Études et portraits. Sociologie de la littérature, Paris, Librairie Plon-Nourrit et Cie, 1906, t. III, p. 209-319.

André Vial

« Le romancier d’analyse, le romancier psychologique naissait donc, dans Pierre et Jean, du romancier observateur et du romancier de mœurs. Aussi la qualité du romancier psychologue comporte-t-elle, en Maupassant, une spécification qui oppose vigoureusement cet auteur à Bourget et à Edmond de Goncourt vieillissant par exemple.
Maupassant conçoit et pratique l’analyse psychologique de telle façon qu’elle soit non point une satisfaction gratuite pour l’intelligence ou la subtilité chercheuse du lecteur, mais un moyen pour le progrès même de l’œuvre, l’élément moteur de l’action. Dès l’instant où Pierre cesserait de tendre mille prétextes entre son regard et ses vérités intimes, dès l’instant où, selon une démarche inverse mais complémentaire et nécessaire, il cesserait de s’interroger et de se répondre sincèrement, dès l’instant où les passions cesseraient de solliciter, par leur violence même, son clair jugement, et, en retour, de s’exaspérer dans ce jeu qui fait bon marché de leurs mensonges, le roman s’arrêterait, car les événements qui composent la substance du récit ne sont rien que les moments successifs et les effets immédiats de cette partie de cache-cache avec soi-même. Et, de fait, le roman s’arrête au moment où Pierre, en dépit de tant d’efforts pour le travestir, n’a plus rien à apprendre de sa « seconde âme », et où cette âme instinctive goûte enfin un inavouable assouvissement.
Il en résulte, second trait de l’originalité de Maupassant, que l’analyste n’est point l’auteur mais le personnage lui-même. Il demeure de bout en bout son propre témoin, et seul le résultat de son observation est confié au lecteur, comme une sorte de prélèvement opéré au plus vif de sa conscience. »

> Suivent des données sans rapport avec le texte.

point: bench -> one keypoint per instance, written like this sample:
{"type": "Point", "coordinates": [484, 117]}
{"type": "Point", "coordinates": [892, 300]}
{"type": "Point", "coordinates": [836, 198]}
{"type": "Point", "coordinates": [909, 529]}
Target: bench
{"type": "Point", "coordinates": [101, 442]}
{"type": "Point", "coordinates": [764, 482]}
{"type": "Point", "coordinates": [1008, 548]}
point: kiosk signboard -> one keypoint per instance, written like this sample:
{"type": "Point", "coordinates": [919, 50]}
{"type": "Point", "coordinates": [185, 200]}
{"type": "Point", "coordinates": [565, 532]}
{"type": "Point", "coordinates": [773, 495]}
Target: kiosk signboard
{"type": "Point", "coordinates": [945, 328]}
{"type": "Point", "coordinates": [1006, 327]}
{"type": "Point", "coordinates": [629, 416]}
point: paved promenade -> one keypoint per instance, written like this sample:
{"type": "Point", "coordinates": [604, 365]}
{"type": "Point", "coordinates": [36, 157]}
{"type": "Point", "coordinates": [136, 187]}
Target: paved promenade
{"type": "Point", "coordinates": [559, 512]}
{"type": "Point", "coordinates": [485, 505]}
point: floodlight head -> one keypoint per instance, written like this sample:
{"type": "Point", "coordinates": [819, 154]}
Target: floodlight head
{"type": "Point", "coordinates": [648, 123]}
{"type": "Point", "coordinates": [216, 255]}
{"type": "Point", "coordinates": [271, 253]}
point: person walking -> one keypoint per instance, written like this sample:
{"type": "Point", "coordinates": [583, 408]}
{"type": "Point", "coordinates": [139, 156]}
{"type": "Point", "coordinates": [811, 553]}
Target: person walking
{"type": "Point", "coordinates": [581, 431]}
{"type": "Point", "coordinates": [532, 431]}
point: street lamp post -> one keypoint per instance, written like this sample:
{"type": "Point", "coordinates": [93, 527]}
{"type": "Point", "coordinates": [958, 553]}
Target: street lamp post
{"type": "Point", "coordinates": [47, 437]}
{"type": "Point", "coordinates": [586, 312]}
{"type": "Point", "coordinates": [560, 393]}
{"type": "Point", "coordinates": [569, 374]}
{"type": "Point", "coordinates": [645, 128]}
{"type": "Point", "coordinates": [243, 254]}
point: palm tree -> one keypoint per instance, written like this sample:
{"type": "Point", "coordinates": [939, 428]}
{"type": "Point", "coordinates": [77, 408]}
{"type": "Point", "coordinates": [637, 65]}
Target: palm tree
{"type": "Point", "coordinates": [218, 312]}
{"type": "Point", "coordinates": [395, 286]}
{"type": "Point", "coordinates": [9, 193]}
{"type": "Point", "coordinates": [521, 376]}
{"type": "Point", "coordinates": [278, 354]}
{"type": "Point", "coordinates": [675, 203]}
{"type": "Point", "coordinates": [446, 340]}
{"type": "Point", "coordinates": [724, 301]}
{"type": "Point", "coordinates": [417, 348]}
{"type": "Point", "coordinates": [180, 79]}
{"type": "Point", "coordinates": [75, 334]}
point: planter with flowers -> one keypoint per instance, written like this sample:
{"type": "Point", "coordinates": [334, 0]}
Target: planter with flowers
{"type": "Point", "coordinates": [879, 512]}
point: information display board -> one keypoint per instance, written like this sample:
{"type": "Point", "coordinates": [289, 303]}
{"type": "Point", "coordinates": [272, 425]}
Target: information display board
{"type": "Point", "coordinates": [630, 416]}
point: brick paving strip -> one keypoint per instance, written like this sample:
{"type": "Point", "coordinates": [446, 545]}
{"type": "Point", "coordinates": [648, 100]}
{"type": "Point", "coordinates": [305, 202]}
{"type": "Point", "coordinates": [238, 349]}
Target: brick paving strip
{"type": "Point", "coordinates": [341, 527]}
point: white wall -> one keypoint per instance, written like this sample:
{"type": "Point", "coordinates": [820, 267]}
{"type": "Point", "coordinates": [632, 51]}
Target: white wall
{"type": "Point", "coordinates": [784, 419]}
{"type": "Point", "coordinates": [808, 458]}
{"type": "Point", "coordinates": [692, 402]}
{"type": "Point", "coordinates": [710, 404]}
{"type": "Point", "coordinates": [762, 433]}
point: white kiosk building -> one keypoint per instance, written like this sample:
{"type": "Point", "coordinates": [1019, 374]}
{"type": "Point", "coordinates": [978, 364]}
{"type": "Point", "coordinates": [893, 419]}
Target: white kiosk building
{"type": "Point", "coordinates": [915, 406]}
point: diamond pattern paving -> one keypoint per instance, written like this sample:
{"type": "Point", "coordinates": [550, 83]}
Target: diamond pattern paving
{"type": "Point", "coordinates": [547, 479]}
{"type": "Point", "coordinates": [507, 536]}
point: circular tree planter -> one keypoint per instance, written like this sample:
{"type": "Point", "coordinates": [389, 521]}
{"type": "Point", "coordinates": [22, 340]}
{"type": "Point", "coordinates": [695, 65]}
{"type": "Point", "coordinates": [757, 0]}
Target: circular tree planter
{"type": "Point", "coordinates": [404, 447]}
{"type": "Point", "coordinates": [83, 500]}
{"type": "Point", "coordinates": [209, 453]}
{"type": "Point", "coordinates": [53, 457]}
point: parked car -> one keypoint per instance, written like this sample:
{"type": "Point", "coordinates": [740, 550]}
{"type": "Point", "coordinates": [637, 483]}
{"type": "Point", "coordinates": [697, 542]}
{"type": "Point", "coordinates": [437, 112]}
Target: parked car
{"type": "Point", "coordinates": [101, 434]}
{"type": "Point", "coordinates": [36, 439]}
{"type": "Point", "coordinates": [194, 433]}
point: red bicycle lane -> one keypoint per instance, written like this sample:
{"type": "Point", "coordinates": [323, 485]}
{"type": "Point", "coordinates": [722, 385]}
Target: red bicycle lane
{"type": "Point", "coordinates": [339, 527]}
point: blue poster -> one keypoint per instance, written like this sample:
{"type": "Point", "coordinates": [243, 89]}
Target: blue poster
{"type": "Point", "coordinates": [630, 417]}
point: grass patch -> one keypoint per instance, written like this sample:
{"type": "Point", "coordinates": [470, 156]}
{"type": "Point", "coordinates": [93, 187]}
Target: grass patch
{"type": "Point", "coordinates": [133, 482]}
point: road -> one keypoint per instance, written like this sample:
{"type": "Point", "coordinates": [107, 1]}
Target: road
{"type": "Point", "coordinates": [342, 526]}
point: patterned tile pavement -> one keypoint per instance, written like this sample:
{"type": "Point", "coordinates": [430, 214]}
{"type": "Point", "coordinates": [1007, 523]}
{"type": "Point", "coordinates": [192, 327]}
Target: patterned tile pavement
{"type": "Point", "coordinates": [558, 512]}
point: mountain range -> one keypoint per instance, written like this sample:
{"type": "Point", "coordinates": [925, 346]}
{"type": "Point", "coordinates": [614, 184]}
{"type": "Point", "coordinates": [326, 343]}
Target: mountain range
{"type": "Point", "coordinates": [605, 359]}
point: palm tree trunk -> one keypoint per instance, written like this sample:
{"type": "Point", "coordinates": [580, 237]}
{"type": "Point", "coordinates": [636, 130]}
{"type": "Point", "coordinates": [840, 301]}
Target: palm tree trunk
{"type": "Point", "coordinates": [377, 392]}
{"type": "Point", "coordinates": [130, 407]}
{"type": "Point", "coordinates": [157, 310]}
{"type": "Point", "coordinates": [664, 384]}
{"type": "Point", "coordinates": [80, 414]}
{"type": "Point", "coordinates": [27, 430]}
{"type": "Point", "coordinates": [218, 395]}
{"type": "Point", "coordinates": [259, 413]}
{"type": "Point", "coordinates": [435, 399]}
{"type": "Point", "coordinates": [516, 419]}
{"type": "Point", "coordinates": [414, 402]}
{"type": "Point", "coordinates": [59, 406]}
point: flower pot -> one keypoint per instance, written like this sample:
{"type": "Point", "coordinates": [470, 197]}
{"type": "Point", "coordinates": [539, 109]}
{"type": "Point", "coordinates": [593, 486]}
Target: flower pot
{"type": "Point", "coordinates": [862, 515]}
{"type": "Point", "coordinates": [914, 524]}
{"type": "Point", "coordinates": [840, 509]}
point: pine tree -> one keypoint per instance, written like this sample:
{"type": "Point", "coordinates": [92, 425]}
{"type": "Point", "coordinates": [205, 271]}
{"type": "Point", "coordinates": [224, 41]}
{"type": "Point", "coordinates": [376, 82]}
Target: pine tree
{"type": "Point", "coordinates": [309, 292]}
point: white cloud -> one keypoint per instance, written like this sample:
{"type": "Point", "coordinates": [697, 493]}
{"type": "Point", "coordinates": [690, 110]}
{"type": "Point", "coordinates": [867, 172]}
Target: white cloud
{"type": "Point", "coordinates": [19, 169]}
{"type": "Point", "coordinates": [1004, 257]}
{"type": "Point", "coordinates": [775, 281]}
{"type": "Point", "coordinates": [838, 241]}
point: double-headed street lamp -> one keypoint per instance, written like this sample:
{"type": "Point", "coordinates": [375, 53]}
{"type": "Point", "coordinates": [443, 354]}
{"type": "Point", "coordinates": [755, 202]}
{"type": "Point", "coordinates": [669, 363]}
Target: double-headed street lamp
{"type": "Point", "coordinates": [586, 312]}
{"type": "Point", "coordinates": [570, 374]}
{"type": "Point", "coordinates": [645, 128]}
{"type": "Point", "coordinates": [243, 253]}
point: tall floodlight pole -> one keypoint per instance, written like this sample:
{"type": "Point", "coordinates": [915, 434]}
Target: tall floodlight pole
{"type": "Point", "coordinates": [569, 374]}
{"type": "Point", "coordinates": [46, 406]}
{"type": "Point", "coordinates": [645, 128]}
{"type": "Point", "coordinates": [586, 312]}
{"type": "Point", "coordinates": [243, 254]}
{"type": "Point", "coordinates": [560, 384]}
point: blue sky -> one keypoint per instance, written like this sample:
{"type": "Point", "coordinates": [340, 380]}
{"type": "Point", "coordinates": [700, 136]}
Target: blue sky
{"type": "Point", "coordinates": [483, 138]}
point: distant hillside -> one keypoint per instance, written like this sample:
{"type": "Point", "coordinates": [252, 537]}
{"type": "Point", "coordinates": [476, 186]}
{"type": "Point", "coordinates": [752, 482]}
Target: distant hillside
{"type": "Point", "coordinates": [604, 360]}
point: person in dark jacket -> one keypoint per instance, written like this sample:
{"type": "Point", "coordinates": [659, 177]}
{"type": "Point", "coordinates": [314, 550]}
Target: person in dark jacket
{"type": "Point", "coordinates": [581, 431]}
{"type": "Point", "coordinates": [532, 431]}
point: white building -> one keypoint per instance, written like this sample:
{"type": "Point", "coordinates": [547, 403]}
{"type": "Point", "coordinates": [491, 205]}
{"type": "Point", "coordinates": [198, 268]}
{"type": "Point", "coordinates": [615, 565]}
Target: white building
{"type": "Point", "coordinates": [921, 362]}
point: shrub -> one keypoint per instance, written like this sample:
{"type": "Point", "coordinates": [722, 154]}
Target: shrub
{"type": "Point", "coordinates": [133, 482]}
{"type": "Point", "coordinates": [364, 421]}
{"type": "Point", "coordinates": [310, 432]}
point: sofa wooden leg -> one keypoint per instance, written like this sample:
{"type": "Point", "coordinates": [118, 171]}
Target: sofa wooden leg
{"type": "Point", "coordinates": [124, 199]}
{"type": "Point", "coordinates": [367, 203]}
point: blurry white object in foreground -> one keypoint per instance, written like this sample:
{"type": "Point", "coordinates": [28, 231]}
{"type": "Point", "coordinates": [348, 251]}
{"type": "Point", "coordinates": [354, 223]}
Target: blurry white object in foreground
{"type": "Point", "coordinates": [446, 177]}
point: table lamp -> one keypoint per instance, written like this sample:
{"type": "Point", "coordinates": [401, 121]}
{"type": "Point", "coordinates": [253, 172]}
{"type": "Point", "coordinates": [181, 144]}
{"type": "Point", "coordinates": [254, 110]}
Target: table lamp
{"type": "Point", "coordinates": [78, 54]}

Maupassant et l’art du roman, Paris, Nizet, 1954, p. 404-405.

Jean-Louis Cabanès

« [Le discours ressassant], par définition, rabâche. La parole obsessionnelle s’apparente au dépli d’un paradigme : elle décline les mêmes phrases, les mêmes syntagmes. Par là même, à la construction en chapitres, au découpage traditionnel en scènes successives, le romancier oppose souvent la continuité d’un courant d’obsessions. Il confronte ce qui est de l’ordre du temps intérieur au temps chronologique mesuré notamment dans Pierre et Jean par la récurrence des scènes de repas ou par celle des promenades nocturnes. […] Ce pathétique du ressassement est rendu sensible par les effets mimétiques du style indirect libre. Jamais, comme dans Pierre et Jean, on n’avait suggéré avec autant de souplesse les mouvements de l’être intérieur. »

« Ressassement et progression narrative dans Pierre et Jean », Maupassant et l’écriture, actes du colloque de Fécamp, dir. Louis Forestier, Paris, Nathan, Écriture, 1993, p. 189.